Lowering Barriers to Entry for Fully-Integrated Custom Payloads on a DJI Matrice
Springer, Joshua, Guðmundsson, Gylfi Þór, Kyas, Marcel
Consumer-grade drones have become effective multimedia collection tools, spring-boarded by rapid development in embedded CPUs, GPUs, and cameras. They are best known for their ability to cheaply collect high-quality aerial video, 3D terrain scans, infrared imagery, etc., with respect to manned aircraft. However, users can also create and attach custom sensors, actuators, or computers, so the drone can collect different data, generate composite data, or interact intelligently with its environment, e.g., autonomously changing behavior to land in a safe way, or choosing further data collection sites.

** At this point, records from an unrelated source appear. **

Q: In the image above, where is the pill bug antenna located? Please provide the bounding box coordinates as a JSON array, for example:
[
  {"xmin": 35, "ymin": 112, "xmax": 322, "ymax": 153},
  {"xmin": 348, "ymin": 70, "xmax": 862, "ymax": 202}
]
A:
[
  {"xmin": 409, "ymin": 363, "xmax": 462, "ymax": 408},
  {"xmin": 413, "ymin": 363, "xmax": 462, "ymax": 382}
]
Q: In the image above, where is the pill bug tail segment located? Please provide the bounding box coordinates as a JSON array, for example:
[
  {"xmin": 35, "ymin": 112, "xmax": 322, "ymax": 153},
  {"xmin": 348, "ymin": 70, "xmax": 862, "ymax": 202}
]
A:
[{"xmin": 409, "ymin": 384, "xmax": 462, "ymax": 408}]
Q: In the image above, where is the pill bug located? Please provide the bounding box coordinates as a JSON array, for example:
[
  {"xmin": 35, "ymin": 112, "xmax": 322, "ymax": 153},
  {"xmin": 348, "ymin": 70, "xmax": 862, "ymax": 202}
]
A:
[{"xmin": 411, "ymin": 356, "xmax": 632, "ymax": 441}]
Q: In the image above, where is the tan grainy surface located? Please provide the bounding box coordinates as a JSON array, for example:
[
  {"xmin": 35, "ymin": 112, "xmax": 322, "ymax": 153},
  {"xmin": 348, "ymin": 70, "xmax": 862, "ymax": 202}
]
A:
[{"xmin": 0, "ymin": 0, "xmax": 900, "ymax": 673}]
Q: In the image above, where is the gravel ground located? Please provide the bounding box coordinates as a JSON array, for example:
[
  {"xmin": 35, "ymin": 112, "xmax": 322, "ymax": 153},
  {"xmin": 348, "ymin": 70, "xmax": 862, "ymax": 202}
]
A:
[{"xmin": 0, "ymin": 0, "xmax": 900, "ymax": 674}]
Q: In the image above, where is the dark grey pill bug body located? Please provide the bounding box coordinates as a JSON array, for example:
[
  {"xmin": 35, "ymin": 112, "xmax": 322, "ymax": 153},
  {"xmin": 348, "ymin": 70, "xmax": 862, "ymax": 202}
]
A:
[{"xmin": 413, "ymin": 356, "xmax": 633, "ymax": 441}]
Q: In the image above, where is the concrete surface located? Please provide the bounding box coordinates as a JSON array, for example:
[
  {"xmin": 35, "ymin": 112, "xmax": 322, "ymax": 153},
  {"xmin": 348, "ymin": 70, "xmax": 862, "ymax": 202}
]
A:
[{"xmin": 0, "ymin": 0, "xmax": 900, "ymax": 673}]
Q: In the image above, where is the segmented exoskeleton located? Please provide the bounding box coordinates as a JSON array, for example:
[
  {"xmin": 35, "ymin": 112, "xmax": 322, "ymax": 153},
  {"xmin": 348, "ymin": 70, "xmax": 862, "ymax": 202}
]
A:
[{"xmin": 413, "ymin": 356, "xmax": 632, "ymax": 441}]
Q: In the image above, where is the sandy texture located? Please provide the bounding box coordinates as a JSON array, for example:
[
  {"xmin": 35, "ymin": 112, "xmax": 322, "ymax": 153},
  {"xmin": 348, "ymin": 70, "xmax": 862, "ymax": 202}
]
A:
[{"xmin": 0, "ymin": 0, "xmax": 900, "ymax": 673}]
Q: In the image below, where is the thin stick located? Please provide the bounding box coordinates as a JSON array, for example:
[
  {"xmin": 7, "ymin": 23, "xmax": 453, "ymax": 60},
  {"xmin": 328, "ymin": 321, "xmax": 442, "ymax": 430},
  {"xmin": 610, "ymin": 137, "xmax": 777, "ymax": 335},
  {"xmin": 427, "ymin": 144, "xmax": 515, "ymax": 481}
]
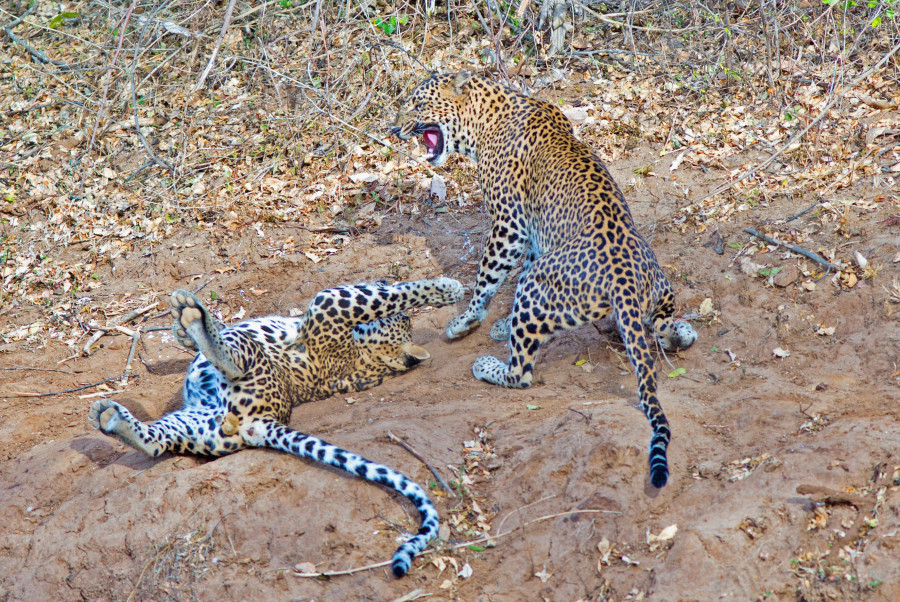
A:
[
  {"xmin": 191, "ymin": 0, "xmax": 235, "ymax": 92},
  {"xmin": 119, "ymin": 329, "xmax": 141, "ymax": 387},
  {"xmin": 744, "ymin": 228, "xmax": 841, "ymax": 272},
  {"xmin": 784, "ymin": 199, "xmax": 822, "ymax": 223},
  {"xmin": 81, "ymin": 301, "xmax": 158, "ymax": 356},
  {"xmin": 3, "ymin": 3, "xmax": 69, "ymax": 69},
  {"xmin": 0, "ymin": 376, "xmax": 120, "ymax": 399},
  {"xmin": 388, "ymin": 431, "xmax": 458, "ymax": 496},
  {"xmin": 0, "ymin": 366, "xmax": 75, "ymax": 374},
  {"xmin": 129, "ymin": 4, "xmax": 175, "ymax": 173},
  {"xmin": 294, "ymin": 508, "xmax": 622, "ymax": 579},
  {"xmin": 82, "ymin": 0, "xmax": 138, "ymax": 165}
]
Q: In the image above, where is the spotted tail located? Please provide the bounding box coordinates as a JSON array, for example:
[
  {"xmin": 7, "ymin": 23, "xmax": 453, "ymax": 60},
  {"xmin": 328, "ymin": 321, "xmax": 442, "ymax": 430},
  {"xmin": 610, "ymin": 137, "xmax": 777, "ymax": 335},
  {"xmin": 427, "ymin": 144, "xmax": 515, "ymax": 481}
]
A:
[
  {"xmin": 241, "ymin": 419, "xmax": 439, "ymax": 577},
  {"xmin": 650, "ymin": 412, "xmax": 670, "ymax": 489}
]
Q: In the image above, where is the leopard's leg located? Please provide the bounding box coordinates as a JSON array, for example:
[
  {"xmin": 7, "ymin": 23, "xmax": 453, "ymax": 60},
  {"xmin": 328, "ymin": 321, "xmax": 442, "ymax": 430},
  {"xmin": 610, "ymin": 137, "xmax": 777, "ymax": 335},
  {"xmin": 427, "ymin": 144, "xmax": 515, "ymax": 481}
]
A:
[
  {"xmin": 472, "ymin": 247, "xmax": 610, "ymax": 389},
  {"xmin": 241, "ymin": 418, "xmax": 439, "ymax": 577},
  {"xmin": 447, "ymin": 220, "xmax": 529, "ymax": 340},
  {"xmin": 353, "ymin": 314, "xmax": 431, "ymax": 370},
  {"xmin": 490, "ymin": 245, "xmax": 537, "ymax": 341},
  {"xmin": 169, "ymin": 290, "xmax": 247, "ymax": 380},
  {"xmin": 613, "ymin": 297, "xmax": 672, "ymax": 488},
  {"xmin": 299, "ymin": 278, "xmax": 463, "ymax": 342},
  {"xmin": 88, "ymin": 399, "xmax": 244, "ymax": 457},
  {"xmin": 650, "ymin": 282, "xmax": 697, "ymax": 351}
]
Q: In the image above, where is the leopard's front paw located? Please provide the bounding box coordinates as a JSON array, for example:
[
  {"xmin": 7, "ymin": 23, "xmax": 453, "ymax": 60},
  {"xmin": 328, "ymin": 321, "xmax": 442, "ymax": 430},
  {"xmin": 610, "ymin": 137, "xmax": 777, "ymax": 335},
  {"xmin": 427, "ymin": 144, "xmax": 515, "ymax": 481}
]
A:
[
  {"xmin": 472, "ymin": 355, "xmax": 509, "ymax": 387},
  {"xmin": 491, "ymin": 316, "xmax": 511, "ymax": 343},
  {"xmin": 447, "ymin": 313, "xmax": 481, "ymax": 339},
  {"xmin": 88, "ymin": 398, "xmax": 128, "ymax": 434},
  {"xmin": 659, "ymin": 321, "xmax": 697, "ymax": 351},
  {"xmin": 169, "ymin": 289, "xmax": 203, "ymax": 350},
  {"xmin": 433, "ymin": 278, "xmax": 466, "ymax": 307}
]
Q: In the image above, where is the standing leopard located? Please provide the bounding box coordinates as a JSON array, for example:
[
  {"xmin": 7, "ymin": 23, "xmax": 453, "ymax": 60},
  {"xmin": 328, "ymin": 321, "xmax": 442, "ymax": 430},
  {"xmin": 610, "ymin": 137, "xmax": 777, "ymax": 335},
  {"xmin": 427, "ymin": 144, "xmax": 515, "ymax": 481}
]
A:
[
  {"xmin": 88, "ymin": 278, "xmax": 463, "ymax": 577},
  {"xmin": 393, "ymin": 72, "xmax": 697, "ymax": 488}
]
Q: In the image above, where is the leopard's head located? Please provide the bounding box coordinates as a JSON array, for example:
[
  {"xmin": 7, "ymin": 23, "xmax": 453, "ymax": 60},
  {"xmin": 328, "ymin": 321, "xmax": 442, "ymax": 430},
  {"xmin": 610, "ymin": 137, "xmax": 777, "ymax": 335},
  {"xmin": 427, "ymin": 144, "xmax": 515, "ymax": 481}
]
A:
[{"xmin": 391, "ymin": 71, "xmax": 475, "ymax": 167}]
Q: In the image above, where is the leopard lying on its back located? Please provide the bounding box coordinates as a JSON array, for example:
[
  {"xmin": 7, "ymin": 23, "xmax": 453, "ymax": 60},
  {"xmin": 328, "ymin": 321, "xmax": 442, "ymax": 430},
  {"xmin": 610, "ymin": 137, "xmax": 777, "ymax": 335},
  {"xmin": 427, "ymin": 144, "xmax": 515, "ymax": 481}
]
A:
[
  {"xmin": 394, "ymin": 72, "xmax": 697, "ymax": 487},
  {"xmin": 88, "ymin": 278, "xmax": 463, "ymax": 577}
]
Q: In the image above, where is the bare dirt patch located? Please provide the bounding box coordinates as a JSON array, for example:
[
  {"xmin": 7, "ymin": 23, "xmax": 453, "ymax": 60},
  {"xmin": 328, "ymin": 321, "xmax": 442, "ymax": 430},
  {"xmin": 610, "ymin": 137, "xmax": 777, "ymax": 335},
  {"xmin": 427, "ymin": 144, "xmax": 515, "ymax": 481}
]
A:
[{"xmin": 0, "ymin": 148, "xmax": 900, "ymax": 600}]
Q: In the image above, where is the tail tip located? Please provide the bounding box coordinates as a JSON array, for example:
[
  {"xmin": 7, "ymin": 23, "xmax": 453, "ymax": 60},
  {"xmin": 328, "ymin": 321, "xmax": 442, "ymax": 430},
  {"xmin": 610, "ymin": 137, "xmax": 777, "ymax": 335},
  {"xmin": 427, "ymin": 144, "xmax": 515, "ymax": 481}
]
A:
[
  {"xmin": 650, "ymin": 466, "xmax": 669, "ymax": 489},
  {"xmin": 391, "ymin": 551, "xmax": 412, "ymax": 579}
]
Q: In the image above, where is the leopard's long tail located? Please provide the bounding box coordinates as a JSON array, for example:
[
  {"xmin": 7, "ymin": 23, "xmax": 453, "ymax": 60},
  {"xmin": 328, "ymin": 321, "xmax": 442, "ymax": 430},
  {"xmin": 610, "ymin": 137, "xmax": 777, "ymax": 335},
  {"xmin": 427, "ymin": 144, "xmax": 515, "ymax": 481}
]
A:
[
  {"xmin": 614, "ymin": 298, "xmax": 672, "ymax": 489},
  {"xmin": 240, "ymin": 418, "xmax": 439, "ymax": 577}
]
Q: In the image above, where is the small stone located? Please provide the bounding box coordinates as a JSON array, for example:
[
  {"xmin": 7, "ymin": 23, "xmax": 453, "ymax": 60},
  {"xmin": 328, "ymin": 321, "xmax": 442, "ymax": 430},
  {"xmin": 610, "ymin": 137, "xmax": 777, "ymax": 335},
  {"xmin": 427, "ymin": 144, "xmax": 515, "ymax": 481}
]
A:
[
  {"xmin": 772, "ymin": 265, "xmax": 800, "ymax": 288},
  {"xmin": 697, "ymin": 460, "xmax": 720, "ymax": 479}
]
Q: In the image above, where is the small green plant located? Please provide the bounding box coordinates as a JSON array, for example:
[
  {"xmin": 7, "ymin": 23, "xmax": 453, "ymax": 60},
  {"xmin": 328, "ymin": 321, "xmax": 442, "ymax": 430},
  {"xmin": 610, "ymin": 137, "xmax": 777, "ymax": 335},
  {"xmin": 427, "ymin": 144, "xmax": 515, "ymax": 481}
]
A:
[
  {"xmin": 373, "ymin": 15, "xmax": 409, "ymax": 35},
  {"xmin": 47, "ymin": 13, "xmax": 81, "ymax": 29}
]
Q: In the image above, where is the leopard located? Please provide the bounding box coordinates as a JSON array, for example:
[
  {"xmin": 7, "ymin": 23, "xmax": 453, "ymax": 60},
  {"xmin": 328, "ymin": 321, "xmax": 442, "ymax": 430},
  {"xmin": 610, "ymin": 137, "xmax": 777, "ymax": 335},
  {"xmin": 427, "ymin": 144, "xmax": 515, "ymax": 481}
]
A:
[
  {"xmin": 88, "ymin": 277, "xmax": 463, "ymax": 578},
  {"xmin": 391, "ymin": 71, "xmax": 697, "ymax": 489}
]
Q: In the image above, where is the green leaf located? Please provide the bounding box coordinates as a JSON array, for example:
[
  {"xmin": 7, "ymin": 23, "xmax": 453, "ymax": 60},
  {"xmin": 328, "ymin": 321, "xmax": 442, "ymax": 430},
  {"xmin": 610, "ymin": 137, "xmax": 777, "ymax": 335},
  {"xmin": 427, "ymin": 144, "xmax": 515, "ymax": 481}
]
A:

Unfortunately, developing custom payloads is prohibitively difficult for many researchers outside of engineering. We provide guidelines for how to create a sophisticated computational payload that integrates a Raspberry Pi 5 into a DJI Matrice 350. The payload fits into the Matrice's case like a typical DJI payload (but is much cheaper), is easy to build and expand (3D-printed), uses the drone's power and telemetry, can control the drone and its other payloads, can access the drone's sensors and camera feeds, and can process video and stream it to the operator via the controller in real time. We describe the difficulties and proprietary quirks we encountered, how we worked through them, and provide setup scripts and a known-working configuration for others to use.